Member of the New South Wales Legislative Council
- In office 19 March 1988 – 28 February 2003

Personal details
- Born: 9 September 1943 (age 82) British Hong Kong
- Party: Independent (1998–2003)
- Other political affiliations: Liberal Party (1982–1998)

= Helen Sham-Ho =

Australian politician

Helen Wai-Har Sham-Ho (何沈慧霞 (Hé Shěn Huìxiá)) (born 9 September 1943) is a Hong Kong-born former Australian politician.

==Early life and education==
Of Bao'an Hakka ancestry, Sham-Ho was born in Hong Kong. She migrated to Australia in 1961, married an Australian in 1964, and became a citizen in 1968.

She earned a Bachelor of Arts and a Diploma of Social Work from the University of Sydney, graduating in 1967, and earned an LL.B. at Macquarie University.
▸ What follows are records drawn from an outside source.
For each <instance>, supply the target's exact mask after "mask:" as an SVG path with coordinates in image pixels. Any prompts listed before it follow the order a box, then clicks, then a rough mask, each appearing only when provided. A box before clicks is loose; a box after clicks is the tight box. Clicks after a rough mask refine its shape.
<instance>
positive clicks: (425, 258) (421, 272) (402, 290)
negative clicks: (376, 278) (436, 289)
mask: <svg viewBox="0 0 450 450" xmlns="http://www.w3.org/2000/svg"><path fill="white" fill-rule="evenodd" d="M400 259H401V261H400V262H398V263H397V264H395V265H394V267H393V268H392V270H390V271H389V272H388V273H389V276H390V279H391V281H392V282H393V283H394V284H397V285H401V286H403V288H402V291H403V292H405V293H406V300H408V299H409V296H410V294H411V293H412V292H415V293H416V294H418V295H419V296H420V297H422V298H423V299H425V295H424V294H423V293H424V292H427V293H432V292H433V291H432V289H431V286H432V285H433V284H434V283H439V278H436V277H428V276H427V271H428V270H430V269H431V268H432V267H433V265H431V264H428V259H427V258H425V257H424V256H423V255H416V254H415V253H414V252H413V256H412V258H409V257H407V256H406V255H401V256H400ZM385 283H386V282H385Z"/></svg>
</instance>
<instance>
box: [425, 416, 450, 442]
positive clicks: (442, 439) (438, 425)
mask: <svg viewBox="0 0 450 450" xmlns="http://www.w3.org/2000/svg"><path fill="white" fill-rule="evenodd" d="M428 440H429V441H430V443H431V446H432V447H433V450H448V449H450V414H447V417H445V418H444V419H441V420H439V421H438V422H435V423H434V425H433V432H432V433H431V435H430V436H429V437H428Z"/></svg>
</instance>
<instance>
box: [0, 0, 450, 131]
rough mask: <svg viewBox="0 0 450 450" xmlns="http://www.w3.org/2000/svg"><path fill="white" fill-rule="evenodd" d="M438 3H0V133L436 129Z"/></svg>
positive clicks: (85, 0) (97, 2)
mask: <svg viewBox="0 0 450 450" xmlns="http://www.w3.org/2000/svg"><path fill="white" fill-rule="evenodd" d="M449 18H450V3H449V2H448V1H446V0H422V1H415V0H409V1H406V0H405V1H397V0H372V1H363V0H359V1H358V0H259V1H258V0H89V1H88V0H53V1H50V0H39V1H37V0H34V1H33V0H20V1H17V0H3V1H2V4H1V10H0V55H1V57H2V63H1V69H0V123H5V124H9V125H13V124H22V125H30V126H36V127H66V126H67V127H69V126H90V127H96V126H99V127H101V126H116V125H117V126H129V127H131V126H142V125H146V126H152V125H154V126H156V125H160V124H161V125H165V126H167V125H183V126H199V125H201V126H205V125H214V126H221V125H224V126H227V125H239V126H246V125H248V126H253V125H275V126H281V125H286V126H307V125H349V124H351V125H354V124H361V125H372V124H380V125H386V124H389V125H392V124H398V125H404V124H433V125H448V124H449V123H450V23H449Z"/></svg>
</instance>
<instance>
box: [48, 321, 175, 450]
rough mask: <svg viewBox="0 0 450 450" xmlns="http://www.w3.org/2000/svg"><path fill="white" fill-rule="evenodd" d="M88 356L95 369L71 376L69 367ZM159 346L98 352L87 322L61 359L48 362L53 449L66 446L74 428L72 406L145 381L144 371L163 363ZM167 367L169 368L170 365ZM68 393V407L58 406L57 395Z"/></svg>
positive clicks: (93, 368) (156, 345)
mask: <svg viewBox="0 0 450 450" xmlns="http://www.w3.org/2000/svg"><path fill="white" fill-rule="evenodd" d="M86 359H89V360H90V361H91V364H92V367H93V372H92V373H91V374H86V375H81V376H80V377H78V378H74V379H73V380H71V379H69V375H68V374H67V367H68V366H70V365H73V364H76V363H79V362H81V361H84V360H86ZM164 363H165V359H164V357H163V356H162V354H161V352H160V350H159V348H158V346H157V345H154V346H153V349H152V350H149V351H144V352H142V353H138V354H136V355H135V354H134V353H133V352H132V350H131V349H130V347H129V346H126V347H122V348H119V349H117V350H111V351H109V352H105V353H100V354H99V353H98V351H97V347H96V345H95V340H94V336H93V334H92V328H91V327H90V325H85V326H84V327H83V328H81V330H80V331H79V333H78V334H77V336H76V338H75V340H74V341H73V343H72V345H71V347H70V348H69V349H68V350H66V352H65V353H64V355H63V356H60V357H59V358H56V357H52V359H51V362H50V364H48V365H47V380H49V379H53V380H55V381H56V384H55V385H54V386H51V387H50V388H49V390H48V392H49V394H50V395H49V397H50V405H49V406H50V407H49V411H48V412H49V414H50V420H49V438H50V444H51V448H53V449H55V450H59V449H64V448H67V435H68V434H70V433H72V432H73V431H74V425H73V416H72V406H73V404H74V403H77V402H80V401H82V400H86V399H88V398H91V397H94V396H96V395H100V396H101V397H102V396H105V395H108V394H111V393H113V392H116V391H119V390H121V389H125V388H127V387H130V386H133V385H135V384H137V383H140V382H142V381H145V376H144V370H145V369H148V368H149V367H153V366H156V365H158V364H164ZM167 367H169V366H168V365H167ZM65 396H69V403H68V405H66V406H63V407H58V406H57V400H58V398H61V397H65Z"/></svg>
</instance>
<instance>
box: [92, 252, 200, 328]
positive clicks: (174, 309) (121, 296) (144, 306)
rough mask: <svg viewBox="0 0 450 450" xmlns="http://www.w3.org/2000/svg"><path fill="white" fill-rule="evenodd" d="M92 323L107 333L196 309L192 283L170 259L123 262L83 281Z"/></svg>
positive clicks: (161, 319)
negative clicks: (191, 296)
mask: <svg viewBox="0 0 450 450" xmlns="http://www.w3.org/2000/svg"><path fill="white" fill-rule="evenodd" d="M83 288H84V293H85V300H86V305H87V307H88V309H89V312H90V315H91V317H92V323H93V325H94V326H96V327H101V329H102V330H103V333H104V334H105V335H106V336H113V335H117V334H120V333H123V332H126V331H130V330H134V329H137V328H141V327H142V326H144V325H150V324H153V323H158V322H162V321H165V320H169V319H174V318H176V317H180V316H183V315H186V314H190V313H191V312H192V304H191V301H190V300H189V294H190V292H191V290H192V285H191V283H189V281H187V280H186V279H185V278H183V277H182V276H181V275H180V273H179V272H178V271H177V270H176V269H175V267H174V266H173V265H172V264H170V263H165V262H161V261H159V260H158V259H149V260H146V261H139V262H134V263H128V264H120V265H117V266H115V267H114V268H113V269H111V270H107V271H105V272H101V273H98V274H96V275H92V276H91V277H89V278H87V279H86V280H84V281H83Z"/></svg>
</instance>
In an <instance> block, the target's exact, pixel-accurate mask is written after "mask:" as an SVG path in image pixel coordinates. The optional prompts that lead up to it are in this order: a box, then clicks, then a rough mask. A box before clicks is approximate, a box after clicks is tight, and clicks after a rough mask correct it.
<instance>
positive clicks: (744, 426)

Her first marriage produced two daughters; her second marriage was to Robert Ho on 15 December 1987. In 1982, she had joined the Epping Branch of the Liberal Party.

== Political career ==
In 1988, she was elected to the New South Wales Legislative Council for the Liberal Party. She was the first ethnic Chinese person to be elected to an Australian parliament. She continued as a Liberal MLC until 1998, when she resigned from the party to sit as an independent. She retired before the 2003 election.

== Community service ==
Since her retirement she has been involved in various fund-raising activities in her local community. Sham-Ho is a long-time advocate for Chinese unification, has advised the Australian chapter of the China Council for the Promotion of Peaceful National Reunification, and has been involved with various events linked to the Chinese Communist Party's United Front Work Department.